Logo of Phnom Penh Post newspaper Phnom Penh Post - No end in sight to current minefield walkout

No end in sight to current minefield walkout

No end in sight to current minefield walkout

Canadian military Technical Advisors remain officially restricted from entering

CMAC minefields twelve days after their commanding officer banned them from

doing so due to safety concerns.

"Canadian military technical advisors

haven't gone back to the field, so technically the restriction is still in

place," Canadian Ambassador Normand Mailhot confirmed on Feb 28.

The

restriction on Canadian military Technical Advisors' normal in-the-field

inspections of demining activities came to a halt on Feb 14 when CMAC's Canadian

contingent commander Lieutenant Colonel Michel Verreault banned such activities

due to "safety concerns."

Verreault's decision was prompted by a trio of

incidents in February in which the lives of Canadian technical advisors and

Khmer deminers were put at risk due to CMAC Site Managers in Demining Units Two

and Three outside Battambang falsely designating mined land as

demined.

According to Mailhot, a decision on if and when the restriction

will be lifted is pending on the evaluation of visiting Canadian Brigadier

General Chris Ford in collaboration with Verreault.

Ford's visit has

been described by Canadian authorities as "routine" and unrelated to the latest

CMAC debacle.

Although Canadian military Technical Advisors were expected

to deliver an initial report regarding how serious and widespread the problem of

falsification of demined land in Battambang was, Mailhot said that

investigations were continuing.

"Lieutenant Colonel Verreault and

Brigadier General Ford will go to Battambang on March 1 to see the [disputed]

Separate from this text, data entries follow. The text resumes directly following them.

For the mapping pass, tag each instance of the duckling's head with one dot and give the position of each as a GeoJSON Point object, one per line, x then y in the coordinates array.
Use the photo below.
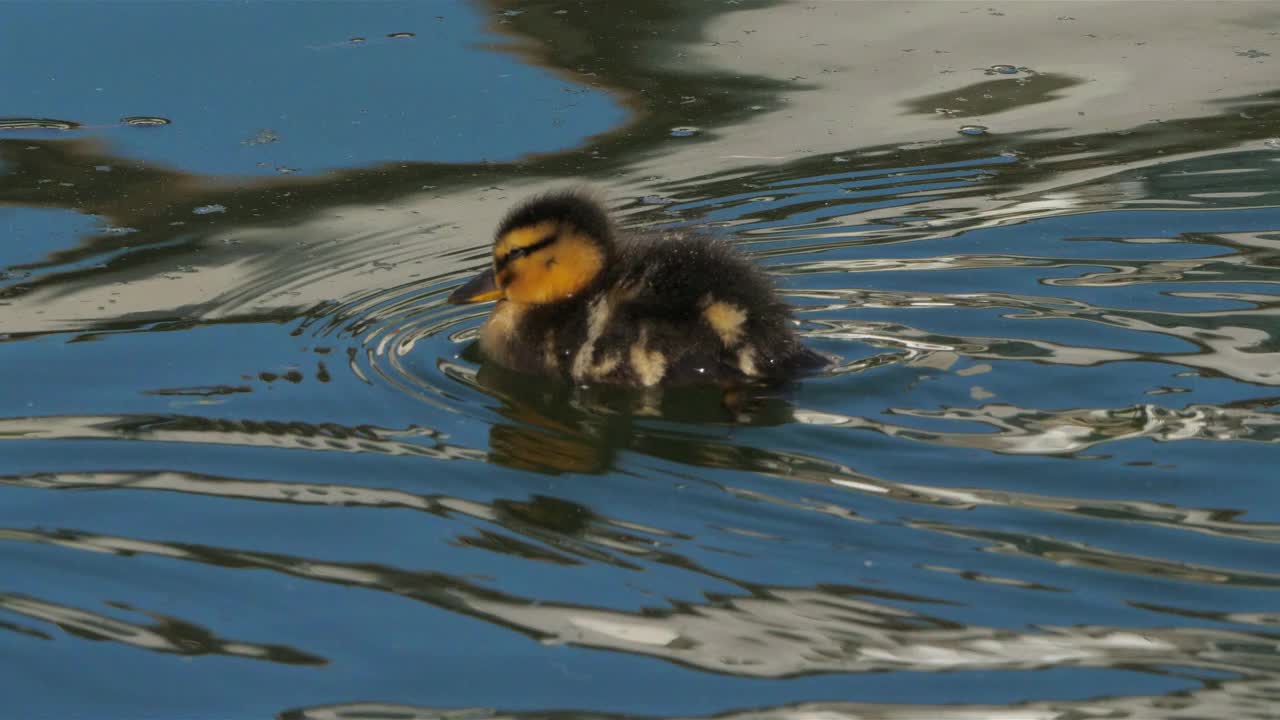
{"type": "Point", "coordinates": [547, 250]}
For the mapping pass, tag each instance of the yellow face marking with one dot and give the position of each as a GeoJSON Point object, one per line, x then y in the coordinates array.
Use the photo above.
{"type": "Point", "coordinates": [649, 365]}
{"type": "Point", "coordinates": [726, 319]}
{"type": "Point", "coordinates": [522, 237]}
{"type": "Point", "coordinates": [545, 263]}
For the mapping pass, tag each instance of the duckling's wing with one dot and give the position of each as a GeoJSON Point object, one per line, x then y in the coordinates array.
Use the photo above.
{"type": "Point", "coordinates": [711, 311]}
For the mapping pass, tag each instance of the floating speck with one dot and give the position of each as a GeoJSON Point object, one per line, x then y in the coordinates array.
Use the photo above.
{"type": "Point", "coordinates": [36, 123]}
{"type": "Point", "coordinates": [145, 121]}
{"type": "Point", "coordinates": [263, 137]}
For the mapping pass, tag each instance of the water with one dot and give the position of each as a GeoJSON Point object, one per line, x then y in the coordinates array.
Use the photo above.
{"type": "Point", "coordinates": [251, 465]}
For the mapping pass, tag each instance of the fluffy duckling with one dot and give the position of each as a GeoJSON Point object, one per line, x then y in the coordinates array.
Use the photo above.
{"type": "Point", "coordinates": [577, 302]}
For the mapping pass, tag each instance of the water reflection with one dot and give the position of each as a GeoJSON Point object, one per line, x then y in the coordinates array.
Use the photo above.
{"type": "Point", "coordinates": [1059, 338]}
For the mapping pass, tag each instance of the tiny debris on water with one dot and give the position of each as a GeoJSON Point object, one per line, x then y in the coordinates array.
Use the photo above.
{"type": "Point", "coordinates": [656, 200]}
{"type": "Point", "coordinates": [264, 136]}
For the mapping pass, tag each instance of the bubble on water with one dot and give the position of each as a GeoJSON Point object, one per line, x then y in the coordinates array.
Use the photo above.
{"type": "Point", "coordinates": [36, 123]}
{"type": "Point", "coordinates": [146, 121]}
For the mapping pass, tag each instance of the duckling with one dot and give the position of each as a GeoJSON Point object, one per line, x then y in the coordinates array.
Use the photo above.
{"type": "Point", "coordinates": [579, 302]}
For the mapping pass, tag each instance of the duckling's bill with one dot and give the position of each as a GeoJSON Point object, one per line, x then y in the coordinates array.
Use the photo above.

minefields for themselves," Mailhot told the Post. "When they return there will

be another examination of the matter."

Mailhot indicated a decision on

whether Canadian Technical Advisors will be allowed to enter minefields might be

made by early next week.

The status of a separate CMAC investigation of

the Battambang incidents announced by CMAC Director General Khem Sophoan on Feb

20 remains uncertain.

Post requests to meet with Sophoan went

unanswered, and Mailhot said he had not been informed about the progress of the

CMAC investigation.

Verreault's decision has severely strained

traditionally warm relations between CMAC management and its Canadian

contingent, who have provided the backbone of CMAC's training operations since

the agency's founding in 1992.

Sophoan has admitted that he felt betrayed

by Verreault's decision to unilaterally restrict Canadian military Technical

Advisors' activities and had sent letters of protest about Verreault's move to

both Prime Minister Hun Sen and Sok An.

Verreault himself remains

unrepentant about his decision.

"I'm not trying to destroy CMAC, I'm just

trying to fulfill my duty as a Canadian military officer," Verreault told the

Post on Feb 28. "I'm concerned with safety in general, but in particular the

safety of Canadian technical advisors under my command."